Nothing in the English dictionary would ever come out, the only things that were audible were the piercing fears of not being able to move or speak.

I felt large hands grasp me by the biceps and knees on both sides, setting me down onto something harder than the tiled floor, and my body becomes constricted by belts that wrapped around at 180 degrees.

“What’s your name? … Can you tell us what your name is? …” 

Still, my voice just stripped from me. 

I sat in the bed of the striped roaring vehicle with my vein punctured open with bags of fluids flowing through my system.

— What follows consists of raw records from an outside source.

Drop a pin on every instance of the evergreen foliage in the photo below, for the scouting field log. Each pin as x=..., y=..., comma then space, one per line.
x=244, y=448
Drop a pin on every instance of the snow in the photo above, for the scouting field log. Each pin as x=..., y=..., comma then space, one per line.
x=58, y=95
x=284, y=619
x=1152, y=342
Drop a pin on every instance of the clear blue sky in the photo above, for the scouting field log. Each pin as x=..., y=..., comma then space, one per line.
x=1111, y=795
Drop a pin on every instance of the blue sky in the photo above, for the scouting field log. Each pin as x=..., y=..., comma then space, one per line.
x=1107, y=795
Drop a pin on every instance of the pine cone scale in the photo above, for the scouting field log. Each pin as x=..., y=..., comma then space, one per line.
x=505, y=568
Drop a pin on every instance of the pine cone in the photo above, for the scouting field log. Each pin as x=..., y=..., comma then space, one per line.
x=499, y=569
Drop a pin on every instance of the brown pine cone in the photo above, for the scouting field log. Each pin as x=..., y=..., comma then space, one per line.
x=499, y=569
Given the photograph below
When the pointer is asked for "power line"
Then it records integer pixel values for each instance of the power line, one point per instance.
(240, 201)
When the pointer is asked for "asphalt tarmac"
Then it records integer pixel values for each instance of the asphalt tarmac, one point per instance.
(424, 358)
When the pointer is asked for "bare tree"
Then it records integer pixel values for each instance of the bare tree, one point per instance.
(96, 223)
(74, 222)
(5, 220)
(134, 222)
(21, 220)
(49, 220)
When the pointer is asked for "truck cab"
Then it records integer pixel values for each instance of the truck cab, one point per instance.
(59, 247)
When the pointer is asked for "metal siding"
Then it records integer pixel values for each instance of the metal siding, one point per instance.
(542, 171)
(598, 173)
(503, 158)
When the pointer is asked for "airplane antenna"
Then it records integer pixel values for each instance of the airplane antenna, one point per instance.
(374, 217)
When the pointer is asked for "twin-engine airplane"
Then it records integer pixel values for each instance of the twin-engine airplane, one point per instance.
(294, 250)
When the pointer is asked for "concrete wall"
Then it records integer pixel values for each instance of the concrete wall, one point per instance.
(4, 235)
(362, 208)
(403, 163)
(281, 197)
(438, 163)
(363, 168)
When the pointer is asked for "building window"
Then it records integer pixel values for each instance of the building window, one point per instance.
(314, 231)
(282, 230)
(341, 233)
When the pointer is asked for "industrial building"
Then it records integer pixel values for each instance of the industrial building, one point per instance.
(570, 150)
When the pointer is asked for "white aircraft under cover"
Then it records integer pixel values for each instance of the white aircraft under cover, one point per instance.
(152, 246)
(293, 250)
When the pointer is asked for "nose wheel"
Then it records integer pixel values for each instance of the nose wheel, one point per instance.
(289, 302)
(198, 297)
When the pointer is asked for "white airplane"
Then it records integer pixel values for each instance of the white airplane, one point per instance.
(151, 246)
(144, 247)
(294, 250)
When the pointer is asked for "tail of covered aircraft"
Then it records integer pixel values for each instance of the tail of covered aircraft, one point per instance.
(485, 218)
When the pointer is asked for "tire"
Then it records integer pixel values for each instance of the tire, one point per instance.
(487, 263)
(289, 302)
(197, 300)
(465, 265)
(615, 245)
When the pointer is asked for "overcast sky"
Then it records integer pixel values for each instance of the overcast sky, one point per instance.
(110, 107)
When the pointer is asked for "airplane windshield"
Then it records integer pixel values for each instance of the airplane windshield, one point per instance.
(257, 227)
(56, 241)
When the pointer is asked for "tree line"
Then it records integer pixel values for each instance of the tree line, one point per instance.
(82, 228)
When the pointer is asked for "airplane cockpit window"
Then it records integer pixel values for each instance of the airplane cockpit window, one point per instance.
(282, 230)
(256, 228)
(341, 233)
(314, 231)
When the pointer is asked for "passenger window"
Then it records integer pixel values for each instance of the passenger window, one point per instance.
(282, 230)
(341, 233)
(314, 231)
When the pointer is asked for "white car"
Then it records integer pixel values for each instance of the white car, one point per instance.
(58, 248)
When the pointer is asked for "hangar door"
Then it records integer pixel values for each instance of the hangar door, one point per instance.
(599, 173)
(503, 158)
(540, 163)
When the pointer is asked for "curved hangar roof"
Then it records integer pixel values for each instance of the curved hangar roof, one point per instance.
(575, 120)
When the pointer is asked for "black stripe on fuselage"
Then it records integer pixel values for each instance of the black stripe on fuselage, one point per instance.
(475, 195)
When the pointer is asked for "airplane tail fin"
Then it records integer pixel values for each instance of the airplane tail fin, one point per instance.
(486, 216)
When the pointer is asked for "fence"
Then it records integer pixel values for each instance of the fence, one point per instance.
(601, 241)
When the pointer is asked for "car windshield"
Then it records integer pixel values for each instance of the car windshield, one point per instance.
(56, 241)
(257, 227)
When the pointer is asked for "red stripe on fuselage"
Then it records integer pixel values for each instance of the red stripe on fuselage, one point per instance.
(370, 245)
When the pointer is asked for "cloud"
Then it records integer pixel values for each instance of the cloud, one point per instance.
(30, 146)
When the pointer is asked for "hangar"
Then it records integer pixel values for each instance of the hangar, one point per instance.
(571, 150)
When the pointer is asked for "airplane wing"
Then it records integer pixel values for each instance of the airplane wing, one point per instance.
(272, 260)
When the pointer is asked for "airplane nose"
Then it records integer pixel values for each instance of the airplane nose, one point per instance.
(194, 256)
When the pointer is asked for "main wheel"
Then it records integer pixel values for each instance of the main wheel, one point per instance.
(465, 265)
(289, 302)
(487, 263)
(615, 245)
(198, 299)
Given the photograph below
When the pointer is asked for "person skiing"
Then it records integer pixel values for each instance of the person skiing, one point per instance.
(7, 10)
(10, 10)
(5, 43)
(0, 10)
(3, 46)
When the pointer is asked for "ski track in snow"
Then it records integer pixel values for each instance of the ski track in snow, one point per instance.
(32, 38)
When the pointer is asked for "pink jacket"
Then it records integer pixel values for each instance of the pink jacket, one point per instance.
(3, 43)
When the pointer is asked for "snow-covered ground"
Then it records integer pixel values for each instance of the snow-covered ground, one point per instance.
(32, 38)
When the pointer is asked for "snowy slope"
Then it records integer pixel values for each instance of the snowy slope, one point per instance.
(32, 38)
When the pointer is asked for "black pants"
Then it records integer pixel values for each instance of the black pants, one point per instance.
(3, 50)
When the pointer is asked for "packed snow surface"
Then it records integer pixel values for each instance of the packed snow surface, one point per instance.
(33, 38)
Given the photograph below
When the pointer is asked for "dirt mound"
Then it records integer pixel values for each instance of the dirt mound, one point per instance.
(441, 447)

The vehicle came to a slamming halt and the doors were thrown open in front of me.

“They’re going to be taking you into the ER, Elise. If you wanted to lay down, you could’ve just asked!” he chuckled. My band director used every comedic joke that he never learned just to lighten my mood and make sure that I wasn’t completely giving in to whatever was wrong.

“Are you able to stand?” I shook my head no, but only in the slightest manner. 

Those same large hands grasped me by the arms one more time and forced me to walk on the legs that wouldn’t work, on the mind that was too controlling and persistent about making me incapable of moving on my own.

My weighted body threw itself upon the baby blue mattress, not knowing whether I would be able to go back to my friends, my family. Tears slipping down my face as I felt paralyzed staring at the blank ceiling. Turning my head and staring at the digital clock above the bathroom door, watching the hours pass over… and over…and over again.

Wires glued all over my skin and bones, fluids pounding into my system, tests being run on me 27 times over, it never seemed like it would end. 

I slipped out of consciousness, and for 15 minutes I was finally at peace with my insides and my outsides. My body felt glued to the mattress, stiff and still, but at ease mentally. 

Bouncing back and forth, right and left, anxious maybe. Tapping his fingers on the chair and then on his phone. Falling asleep for just as long as I did, my band director remained. He clicks his phone and immediately shoots up. 

“I gotta go kiddo, I need to find a ride to the contest. Mrs. Schubert is heading over to take you to the hotel.” 

 The hours rolled over themselves and eventually I saw new faces start to come in. Wires were pinched away from me, wristbands were laced around my wrist, the needles removed and blood spilling, the tests were finally done. 

“You’re being discharged,” the nurse said.

A balance between my inside and outside, I was able to walk. Striding out of the hospital, my smile was growing past ear to ear. I was leaving this horrid place, I was finally going back. 

Nestled upon the yellow taxi’s window, I stared at the orange-tinted sunset and let my eyelashes fall closed one last time before we got to the hotel.